Page 142 of Rage of Her Ravens

“We’re scared, Auntie,” Aurora called behind me.

I turned around as the girls climbed off the sofa, wiping their sticky fingers on their frocks.

“Don’t be scared, girls.” I knelt in front of them, wiping candy residue from their mouths. “Listen to me. Aunt Malvolia isn’t evil. She’s confused, but just to be safe, we tell her nothing about either of your powers and nothing about the mind spinner causing chaos. We tell her the reason we left Pappo and Yaya was because they lied to us and were going to send us to a bad man. That’s all you need to tell her, okay?”

They both nodded. “Okay.”

I gasped when the doors were flung open, and my three brave mates created a wall in front of me, blocking me from Malvolia’s view with their outstretched wings.

I cringed, and the girls covered their ears when a loud horn blared, followed by a booming male voice.

“All bow to the benevolent Sorceress Queen Malvolia Circe Avias, Protector of the Realm of Delfi and Mother to all Ravini.”

I grabbed the girls’ hands and followed my mates’ lead, bowing low as I heard the sound of skirts swishing into the room followed by the fluttering of dozens of wings, though I couldn’t see beyond my mates’ wings blocking our view.

“Your Highness,” Drae said.

“You may rise,” said a woman with a raspy voice that sounded exactly like my mother, though slightly darker.

Elements, my knees shook so badly, I could hardly stand back up.

“Lord Inferni, Young Lords,” the woman snapped. “Well, did you kill them?”

Drae’s spine stiffened. “No, My Queen.”

“Why not?”

I couldn’t let my mates take the blame for me. Still holding the girls’ hands, I pushed through my mates and faced Malvolia. I swallowed as I looked at my mother’s twin, the monster my parents had warned me about my entire life, the source of my childhood nightmares. Whereas my mother was goodness and light, the woman before me was vengeance and darkness, dressed in a long, black gown and matching cape, her lips and eyes painted in dark swaths of ink. Black magic leached from her fingers as she glared at me, and she had a line of at least twenty snarling fire mages at her back. I had no idea how I was able to force the words from my throat. “Because I stopped them.”

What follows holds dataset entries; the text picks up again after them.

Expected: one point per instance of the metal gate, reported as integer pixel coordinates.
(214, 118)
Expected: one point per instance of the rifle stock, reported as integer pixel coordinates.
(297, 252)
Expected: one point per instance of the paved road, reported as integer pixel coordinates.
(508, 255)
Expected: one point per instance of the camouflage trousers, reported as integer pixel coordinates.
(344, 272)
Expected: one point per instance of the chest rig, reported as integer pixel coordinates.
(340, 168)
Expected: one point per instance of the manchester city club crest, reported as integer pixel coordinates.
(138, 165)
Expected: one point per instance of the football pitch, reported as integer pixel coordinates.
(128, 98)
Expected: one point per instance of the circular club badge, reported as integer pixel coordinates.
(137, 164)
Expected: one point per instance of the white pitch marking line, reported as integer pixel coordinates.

She arched a black brow. “And you are?”

I turned up my chin, forcing myself to be brave. I overcame an army of trolls. I could take on one very powerful witch. “Shirina Avias.”

Her wicked smile was the stuff of my nightmares. “Of course, you’re an Avias. Our resemblance is uncanny.” She tilted her head, looking at me with the curiosity of a cat toying with a mouse. “Why did you stop them?”

My knees trembled. My bladder quaked. “Because they’re my parents.”

She turned her feral glare on Drae. “And why did you listen to her?”

He let out a low chuckle. “Other than the fact that she’s our fated mate?”

When she snarled, black smoke coiling out of her fingertips, I blurted, “They had no choice. I used my siren’s call.”

“Siren’s call?” Her black smoke curled inward like a retreating tide. “There hasn’t been an Avias with the call in over a millennium.” Her nostrils flared. “How powerful is your call?”

Odd that Malvolia seemed shocked about my magic. Hadn’t Bertram and Sol told her? Or did they not understand what I’d done to them? Ember and Aurora pressed into me, burying their faces against my skirts. I rested my hands on top of their heads.

My chest swelled with magic, waiting for me to unleash it. “Very powerful.”

My mates crowded closer to me, their heat radiating outward and warming my back.

“Then why haven’t you used it to disable me or my army?” She nodded toward the line of fire mages behind her.

I looked directly into her eyes. “Because you’re not my enemy.”

Her eyes widened, then narrowed. “I’m Flora and Derrick’s enemy. Why wouldn’t I be yours?”

“My parents betrayed us,” I answered. “They tried to have a mind spinner alter our memories,” I added, then inwardly cursed when I remembered Drae didn’t want me mentioning the mind spinner.